Ha tenuto numerosi concerti per pianoforte in diverse sedi:  dal Teatro Stabile a Potenza, al Conservatorio Duni di Matera, fino al Palacongressi  Oltremare e al Maschio Angioino a Napoli, al Teatro San Carlo di Modena  e ad altre prestigiose location nel resto d’Italia.
Dirige anche la banda musicale di Tolve, fondata dal Padre, anch’egli musicista.
Nel  2018, al culmine di un lungo percorso musicale, ed a 4 anni di distanza dal suo primo album che si intitola “TraMe”, viene la pubblicazione di “PAIS”, composizione musicale in cui, a detta dello stesso Autore, l’ingrediente principale è la Lucanità,  l’essere lucano.
“Il musicista, dice Rocco, è tutt’uno con la terra d’origine, ne è la manifestazione, assorbe il paesaggio con i suoi ritmi e colori e li traduce in suoni e note. Senza radici non cresce nulla, ma le radici sono tristi senza fiori. Il passato da solo non basta, bisogna tendere al futuro e all’innovazione;  le tradizioni, dunque,  vanno ripensate e riscritte”.
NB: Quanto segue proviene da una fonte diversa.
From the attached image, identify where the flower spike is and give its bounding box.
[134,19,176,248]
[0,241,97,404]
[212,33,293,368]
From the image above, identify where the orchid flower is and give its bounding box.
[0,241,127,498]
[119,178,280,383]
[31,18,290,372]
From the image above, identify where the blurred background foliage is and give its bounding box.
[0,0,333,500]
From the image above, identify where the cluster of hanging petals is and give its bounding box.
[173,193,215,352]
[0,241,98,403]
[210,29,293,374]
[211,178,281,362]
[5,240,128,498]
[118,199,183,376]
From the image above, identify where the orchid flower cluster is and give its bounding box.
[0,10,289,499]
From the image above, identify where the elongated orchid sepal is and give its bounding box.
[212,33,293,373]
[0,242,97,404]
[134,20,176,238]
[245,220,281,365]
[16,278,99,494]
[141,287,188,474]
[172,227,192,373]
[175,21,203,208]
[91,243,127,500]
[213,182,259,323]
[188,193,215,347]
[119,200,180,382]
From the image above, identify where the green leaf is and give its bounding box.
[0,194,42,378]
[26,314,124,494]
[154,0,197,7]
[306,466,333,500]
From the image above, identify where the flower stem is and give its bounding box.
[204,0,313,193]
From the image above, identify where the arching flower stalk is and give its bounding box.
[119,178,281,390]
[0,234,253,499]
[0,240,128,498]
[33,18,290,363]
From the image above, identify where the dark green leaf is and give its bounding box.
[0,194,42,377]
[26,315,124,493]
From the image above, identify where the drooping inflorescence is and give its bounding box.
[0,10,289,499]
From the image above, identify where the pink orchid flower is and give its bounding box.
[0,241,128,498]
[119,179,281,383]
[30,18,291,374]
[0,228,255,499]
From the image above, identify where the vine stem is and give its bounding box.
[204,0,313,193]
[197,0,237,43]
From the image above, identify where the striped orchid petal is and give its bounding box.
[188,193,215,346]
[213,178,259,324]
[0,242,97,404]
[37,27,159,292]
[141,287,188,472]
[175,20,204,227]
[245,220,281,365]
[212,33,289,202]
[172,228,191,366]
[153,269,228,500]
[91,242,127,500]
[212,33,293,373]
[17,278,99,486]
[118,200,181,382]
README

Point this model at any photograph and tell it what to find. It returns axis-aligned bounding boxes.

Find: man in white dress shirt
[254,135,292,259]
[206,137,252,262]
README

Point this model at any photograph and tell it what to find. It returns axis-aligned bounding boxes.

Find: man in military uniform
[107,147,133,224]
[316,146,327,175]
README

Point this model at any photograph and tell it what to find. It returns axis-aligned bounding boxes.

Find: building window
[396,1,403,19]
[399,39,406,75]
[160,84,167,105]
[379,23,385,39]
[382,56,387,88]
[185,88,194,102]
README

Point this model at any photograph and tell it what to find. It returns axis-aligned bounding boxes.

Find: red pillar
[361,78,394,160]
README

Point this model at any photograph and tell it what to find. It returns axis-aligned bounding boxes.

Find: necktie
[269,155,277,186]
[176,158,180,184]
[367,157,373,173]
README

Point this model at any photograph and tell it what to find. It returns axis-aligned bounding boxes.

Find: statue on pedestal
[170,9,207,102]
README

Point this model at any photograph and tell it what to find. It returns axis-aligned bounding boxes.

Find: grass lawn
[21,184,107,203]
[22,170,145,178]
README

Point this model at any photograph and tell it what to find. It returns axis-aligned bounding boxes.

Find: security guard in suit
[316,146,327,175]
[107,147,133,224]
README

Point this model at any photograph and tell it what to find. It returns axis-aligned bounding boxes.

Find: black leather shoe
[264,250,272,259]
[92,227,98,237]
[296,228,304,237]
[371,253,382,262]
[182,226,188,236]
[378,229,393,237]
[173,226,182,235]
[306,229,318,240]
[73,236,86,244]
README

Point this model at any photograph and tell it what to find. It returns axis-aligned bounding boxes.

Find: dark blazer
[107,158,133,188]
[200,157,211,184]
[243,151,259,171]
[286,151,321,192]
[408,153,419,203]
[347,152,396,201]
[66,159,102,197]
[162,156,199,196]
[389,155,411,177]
L’album “PAIS” è un  progetto che parte dal passato, ma che si rivolge al futuro.
“PAIS “ in greco, la lingua dei primi filosofi, significa “fanciullo”; nel nostro dialetto, invece, “PAIS” indica il paese. Due dimensioni che si intrecciano: quella cronologica (con le tre età della vita) e quella spaziale ( con il paese, i luoghi di vita); il fanciullo simboleggia l’uomo del futuro,  il paese è simbolo di una città in evoluzione, un borgo che nasce, cresce e si espande, diventando una realtà sempre più ampia, sia dal punto di vista urbanistico, che demografico e sociale.
La fanciullezza, che il nostro pianista racconta con la sua musica, è la metafora di una vita che sboccia, non solo quella dell’uomo, ma anche quella dei nostri piccoli paesi, come Tolve, come Oppido…

In conclusione di serata Rocco ci ha declamato “La pioggia nel pineto”, una delle liriche più conosciute e più apprezzate di Gabriele D’Annunzio, un componimento poetico che rende l’idea di una composizione sinfonica.  Il linguaggio poetico traduce in parole i suoni della natura descrivendo con particolare maestrìa i suoni prodotti dalla pioggia, dagli alberi, dagli animali, attraverso  l’utilizzo di parole che rendono l’idea di musicalità e di sonoro: vengono riprodotti i suoni che rimandano  allo scroscio della pioggia, al canto delle cicale, al verso della rana nel momento stesso in cui smette di piovere.
E con le immagini evocative della poesia si conclude una serata ricca di suggestioni e spunti di riflessione, su cui potremo tornare a discutere.

                                                                                  M.R.C.